Dans son livre sur la psychologie de l'œuvre de Francis Bacon et de Réné Magritte, le psychiatre Maurice Corcos fait une lecture des atteintes narcissiques supposées des deux peintres. Il pose ainsi la question des rapports de l'infantile et de la création artistique.

Les formes picturales chez Francis Bacon et René Magritte, invention langagière, invention sensorielle/une créativité sens dessus dessous.

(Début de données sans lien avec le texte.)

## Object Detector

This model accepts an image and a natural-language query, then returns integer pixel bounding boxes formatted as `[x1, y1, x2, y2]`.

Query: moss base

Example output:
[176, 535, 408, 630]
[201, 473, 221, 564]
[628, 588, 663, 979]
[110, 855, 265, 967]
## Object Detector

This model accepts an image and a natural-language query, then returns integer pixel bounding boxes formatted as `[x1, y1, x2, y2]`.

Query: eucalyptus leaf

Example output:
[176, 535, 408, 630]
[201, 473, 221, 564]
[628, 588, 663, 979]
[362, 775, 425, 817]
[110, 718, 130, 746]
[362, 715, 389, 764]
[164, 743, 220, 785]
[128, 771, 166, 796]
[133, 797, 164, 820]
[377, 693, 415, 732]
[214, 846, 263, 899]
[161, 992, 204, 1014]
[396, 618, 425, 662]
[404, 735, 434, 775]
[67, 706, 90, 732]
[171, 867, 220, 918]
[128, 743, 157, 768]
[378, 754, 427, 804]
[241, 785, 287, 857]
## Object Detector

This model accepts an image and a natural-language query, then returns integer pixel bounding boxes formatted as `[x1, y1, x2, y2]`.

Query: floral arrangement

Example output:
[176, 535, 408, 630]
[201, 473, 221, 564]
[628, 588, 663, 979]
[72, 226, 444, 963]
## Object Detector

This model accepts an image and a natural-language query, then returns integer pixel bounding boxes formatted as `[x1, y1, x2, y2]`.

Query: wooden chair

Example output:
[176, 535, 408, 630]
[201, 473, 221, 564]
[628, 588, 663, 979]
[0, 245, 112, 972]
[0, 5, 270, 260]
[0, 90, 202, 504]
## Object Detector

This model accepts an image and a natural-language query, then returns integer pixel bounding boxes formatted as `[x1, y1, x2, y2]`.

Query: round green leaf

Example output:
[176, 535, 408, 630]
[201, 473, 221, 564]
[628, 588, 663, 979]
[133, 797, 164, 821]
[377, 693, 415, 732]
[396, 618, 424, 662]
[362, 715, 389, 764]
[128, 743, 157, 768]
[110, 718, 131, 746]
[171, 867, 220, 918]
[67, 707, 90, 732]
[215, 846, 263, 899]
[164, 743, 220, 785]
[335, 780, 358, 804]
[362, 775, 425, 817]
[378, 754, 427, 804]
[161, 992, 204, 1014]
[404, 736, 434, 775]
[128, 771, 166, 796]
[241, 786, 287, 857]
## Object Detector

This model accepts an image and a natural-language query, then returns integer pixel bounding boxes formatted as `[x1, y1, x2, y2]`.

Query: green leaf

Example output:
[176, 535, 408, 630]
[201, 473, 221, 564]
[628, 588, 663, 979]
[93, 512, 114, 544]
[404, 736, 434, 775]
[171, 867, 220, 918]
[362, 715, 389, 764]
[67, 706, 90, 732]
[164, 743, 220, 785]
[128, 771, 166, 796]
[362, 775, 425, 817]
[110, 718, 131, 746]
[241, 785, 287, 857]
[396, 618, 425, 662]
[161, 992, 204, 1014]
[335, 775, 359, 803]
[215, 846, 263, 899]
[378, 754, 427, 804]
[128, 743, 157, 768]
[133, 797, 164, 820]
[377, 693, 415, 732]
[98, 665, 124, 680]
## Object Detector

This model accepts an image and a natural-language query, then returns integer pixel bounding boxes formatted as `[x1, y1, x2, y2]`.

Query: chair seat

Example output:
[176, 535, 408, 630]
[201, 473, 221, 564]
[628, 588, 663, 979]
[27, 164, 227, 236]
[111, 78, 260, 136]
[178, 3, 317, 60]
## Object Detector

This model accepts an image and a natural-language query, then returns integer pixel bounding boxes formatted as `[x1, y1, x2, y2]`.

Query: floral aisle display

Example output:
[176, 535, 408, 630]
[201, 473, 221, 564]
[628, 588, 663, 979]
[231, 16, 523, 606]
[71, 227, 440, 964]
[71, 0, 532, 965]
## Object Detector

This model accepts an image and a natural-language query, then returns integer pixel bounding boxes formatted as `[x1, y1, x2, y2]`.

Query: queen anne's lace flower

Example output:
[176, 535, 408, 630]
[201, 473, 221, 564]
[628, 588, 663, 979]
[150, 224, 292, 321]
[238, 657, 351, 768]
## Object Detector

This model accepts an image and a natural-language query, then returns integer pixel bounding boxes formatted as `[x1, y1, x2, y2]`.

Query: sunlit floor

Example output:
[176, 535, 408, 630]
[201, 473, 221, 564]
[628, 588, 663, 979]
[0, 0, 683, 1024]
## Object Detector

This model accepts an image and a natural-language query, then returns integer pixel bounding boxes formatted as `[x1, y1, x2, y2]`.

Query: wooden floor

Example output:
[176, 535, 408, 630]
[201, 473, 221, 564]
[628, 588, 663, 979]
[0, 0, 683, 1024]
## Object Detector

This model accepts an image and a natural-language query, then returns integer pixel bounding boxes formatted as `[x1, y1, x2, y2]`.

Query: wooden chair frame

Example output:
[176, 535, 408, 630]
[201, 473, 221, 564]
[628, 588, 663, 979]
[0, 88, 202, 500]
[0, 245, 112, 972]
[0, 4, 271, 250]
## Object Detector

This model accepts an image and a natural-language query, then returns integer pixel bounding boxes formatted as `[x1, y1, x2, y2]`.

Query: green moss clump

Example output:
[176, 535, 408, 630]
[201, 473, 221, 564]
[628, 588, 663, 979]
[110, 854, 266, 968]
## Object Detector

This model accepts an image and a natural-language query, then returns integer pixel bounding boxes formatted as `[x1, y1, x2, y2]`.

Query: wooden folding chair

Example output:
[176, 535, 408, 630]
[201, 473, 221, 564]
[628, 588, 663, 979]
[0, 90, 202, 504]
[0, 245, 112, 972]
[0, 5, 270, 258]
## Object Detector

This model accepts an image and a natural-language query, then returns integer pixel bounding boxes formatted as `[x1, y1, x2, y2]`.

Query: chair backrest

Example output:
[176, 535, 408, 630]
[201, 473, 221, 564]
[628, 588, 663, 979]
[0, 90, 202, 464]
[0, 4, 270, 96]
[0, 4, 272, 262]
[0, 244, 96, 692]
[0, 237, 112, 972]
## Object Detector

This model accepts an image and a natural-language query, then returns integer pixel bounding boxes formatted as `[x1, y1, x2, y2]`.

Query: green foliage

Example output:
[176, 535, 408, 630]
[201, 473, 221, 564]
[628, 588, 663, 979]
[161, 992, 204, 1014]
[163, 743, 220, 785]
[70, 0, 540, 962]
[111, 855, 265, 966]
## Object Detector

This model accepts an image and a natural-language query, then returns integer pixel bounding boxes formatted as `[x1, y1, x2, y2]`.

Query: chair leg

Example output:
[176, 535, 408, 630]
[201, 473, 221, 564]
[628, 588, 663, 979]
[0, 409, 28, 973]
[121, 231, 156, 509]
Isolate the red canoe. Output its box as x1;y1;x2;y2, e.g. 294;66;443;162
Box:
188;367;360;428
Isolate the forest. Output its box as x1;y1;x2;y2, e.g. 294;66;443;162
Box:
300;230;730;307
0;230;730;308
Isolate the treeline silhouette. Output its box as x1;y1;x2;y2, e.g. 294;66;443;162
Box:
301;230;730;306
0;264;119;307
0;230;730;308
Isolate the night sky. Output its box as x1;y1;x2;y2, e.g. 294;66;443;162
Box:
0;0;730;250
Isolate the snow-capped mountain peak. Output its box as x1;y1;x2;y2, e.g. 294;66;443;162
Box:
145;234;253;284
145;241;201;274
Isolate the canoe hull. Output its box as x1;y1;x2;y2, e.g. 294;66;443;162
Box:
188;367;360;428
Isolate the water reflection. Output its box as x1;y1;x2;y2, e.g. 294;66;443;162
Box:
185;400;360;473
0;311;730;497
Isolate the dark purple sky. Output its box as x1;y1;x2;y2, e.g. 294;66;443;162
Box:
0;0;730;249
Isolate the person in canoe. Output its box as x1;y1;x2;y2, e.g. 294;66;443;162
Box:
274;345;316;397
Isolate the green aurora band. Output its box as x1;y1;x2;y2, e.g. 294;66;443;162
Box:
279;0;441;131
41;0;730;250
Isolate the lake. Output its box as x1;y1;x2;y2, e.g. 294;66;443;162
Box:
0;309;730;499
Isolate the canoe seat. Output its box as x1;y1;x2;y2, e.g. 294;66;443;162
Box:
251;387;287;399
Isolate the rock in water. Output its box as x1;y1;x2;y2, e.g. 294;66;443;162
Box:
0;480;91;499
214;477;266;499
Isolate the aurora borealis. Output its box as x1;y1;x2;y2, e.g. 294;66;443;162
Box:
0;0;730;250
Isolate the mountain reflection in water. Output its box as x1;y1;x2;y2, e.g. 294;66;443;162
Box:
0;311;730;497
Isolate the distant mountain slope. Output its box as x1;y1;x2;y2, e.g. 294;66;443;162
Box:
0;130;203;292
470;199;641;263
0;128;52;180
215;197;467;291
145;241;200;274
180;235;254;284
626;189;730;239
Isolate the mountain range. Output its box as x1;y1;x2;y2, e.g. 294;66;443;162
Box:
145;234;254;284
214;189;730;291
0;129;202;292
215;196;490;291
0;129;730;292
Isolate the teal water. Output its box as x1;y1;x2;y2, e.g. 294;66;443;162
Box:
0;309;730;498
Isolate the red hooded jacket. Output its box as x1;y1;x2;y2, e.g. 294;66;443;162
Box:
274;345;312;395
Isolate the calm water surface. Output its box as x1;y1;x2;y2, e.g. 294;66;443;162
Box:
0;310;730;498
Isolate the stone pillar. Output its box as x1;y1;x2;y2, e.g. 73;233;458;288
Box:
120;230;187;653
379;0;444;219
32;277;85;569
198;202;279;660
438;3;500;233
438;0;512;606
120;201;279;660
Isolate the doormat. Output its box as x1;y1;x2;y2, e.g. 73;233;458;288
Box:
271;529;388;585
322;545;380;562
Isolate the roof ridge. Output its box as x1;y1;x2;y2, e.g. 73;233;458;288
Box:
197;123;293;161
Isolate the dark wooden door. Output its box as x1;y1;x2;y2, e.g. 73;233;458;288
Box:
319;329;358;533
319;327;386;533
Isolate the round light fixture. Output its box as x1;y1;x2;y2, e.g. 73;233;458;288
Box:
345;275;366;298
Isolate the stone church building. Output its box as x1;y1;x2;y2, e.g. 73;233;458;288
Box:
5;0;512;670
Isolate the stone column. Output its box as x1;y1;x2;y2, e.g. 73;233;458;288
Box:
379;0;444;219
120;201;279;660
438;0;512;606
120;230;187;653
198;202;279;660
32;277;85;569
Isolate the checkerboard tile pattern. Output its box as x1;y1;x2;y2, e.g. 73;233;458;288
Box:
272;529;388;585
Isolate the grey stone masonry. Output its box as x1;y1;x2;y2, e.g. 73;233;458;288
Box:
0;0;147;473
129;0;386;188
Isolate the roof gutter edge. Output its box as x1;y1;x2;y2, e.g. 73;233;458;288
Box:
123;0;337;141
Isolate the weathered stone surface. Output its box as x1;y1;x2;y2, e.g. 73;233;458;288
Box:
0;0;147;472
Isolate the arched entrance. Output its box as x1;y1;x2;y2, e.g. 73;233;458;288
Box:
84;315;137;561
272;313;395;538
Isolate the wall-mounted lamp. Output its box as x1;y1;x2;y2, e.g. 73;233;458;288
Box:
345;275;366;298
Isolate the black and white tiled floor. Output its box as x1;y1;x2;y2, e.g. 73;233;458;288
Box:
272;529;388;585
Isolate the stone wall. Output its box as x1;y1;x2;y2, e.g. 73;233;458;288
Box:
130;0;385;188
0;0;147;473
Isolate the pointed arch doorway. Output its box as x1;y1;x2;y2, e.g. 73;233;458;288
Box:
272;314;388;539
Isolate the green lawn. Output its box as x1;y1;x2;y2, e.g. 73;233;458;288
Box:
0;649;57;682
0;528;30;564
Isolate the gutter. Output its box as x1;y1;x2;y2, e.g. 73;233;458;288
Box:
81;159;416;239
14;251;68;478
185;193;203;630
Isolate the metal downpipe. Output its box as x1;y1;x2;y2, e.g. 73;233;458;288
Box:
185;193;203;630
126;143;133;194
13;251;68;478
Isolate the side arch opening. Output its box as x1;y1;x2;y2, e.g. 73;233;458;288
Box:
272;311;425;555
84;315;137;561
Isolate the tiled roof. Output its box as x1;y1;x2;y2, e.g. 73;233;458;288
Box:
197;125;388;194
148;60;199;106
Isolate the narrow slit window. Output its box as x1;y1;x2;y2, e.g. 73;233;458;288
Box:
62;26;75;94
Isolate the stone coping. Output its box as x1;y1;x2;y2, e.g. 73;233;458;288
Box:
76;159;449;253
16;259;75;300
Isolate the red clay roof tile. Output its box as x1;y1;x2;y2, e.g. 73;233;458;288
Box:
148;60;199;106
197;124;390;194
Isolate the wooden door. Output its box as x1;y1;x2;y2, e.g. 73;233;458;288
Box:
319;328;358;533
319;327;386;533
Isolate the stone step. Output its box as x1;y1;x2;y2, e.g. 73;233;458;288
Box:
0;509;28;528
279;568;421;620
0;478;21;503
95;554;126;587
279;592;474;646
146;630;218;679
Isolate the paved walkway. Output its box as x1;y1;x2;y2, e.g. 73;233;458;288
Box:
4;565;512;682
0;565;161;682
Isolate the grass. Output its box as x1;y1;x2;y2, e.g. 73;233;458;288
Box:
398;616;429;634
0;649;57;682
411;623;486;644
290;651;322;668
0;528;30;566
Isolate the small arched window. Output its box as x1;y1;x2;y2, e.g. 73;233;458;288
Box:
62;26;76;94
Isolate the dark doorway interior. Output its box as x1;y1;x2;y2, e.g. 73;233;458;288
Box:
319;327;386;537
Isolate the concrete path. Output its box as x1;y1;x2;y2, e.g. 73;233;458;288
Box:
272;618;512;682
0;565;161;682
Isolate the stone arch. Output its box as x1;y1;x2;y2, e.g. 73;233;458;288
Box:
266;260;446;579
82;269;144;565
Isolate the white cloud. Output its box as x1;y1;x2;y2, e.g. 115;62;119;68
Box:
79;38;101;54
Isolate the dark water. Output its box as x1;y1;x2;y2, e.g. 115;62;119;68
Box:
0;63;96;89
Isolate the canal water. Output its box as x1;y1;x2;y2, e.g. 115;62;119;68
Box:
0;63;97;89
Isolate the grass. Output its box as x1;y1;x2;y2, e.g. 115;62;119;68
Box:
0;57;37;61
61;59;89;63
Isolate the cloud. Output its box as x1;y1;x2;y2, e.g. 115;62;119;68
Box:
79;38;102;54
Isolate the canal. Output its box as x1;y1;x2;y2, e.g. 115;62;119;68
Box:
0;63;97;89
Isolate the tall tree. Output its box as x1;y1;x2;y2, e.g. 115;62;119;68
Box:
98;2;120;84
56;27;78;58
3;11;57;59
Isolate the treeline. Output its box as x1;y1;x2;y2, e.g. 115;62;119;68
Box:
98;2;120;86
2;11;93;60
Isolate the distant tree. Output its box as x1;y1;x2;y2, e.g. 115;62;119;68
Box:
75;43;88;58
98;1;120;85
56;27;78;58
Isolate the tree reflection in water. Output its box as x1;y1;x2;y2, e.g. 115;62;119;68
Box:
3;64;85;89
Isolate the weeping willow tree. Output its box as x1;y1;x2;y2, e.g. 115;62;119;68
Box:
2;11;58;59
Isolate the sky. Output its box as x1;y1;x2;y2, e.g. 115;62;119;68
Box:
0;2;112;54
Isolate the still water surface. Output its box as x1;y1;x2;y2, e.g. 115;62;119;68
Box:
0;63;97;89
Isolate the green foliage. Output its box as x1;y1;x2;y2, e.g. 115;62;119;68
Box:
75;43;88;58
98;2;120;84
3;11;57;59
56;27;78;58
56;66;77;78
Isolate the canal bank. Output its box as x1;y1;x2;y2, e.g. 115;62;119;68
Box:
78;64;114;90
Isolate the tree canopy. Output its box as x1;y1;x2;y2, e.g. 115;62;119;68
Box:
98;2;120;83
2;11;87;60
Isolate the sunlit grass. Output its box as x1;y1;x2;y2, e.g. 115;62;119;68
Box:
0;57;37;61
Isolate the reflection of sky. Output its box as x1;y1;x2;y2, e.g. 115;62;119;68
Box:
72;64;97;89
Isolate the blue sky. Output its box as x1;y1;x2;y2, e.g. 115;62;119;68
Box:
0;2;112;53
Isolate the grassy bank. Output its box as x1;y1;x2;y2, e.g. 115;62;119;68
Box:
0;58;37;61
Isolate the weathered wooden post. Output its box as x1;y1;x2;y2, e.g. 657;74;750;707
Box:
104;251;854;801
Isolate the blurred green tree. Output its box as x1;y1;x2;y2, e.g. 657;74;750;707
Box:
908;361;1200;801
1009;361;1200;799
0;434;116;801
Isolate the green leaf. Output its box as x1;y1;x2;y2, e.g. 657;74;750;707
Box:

À la fin du XIXe siècle la psychanalyse propose un modèle de la vie psychique dans lequel le regard occupe une place importante puisque selon Freud il révèle au sujet la réalité de sa condition sexuée. Quelques décennies plus tard, Lacan fera de la captation visuelle de sa propre image par le sujet la condition de la subjectivation. La vision, qui résulte d’une activité organique, sensorielle et neurologique est pourtant considérée comme le moins réaliste, le moins objectif des sens et le plus théâtral puisqu’il dépend des conventions du langage pour désigner ce qui est vu et suppose un espace de mise en scène dans lequel s’inscrit la relation du sujet avec son objet, du peintre et de son modèle, de l’amateur d’art et du tableau. L’intérêt des psychanalystes pour les oeuvres d’art participe d’une tradition vivace du fait de la découverte par Freud d’une filiation entre celles-ci et le fantasme. Il y reconnaît la même expression des conflits intrapsychiques et les lit de la même manière que le discours ou le récit de rêve de ses patients. Le livre de Maurice Corcos, divisé en dix chapitres, est fidèle à cette tradition et son sous titre renseigne sur l’orientation qu’il propose de suivre ainsi que sur le thème de son essai. Celle-ci porte sur deux artistes du XXe siècle qui n’ont guère de liens entre eux puisque le premier appartient au surréalisme et le deuxième est considéré comme la tête de file de la nouvelle figuration, d’un expressionnisme parfois qualifié de lyrique. Des les chapitres consacrés au peintre surréaliste belge René Magritte, l’auteur développe l’hypothèse que l’acte de peindre est un recours face au traumatisme, la solution d’un appareil psychique confronté au "silence du monde". C’est le point commun qu’il trouve entre ces deux peintres si différents tant par leur manière que par les courants dans lesquels ils s’inscrivent. L’étude psychologique de leurs oeuvres décèle les traces d’un traumatisme indicible de l’enfance, celui du silence de la psyché maternelle. La toile et la peinture qui la recouvre sont considérées comme le résultat des inventions tactiles et motrices pour manifester les traces d’une mère qui fut cruellement absente. L’essai de Maurice Corcos peut dès lors être considéré comme une réflexion illustrée sur le narcissisme et ses souffrances.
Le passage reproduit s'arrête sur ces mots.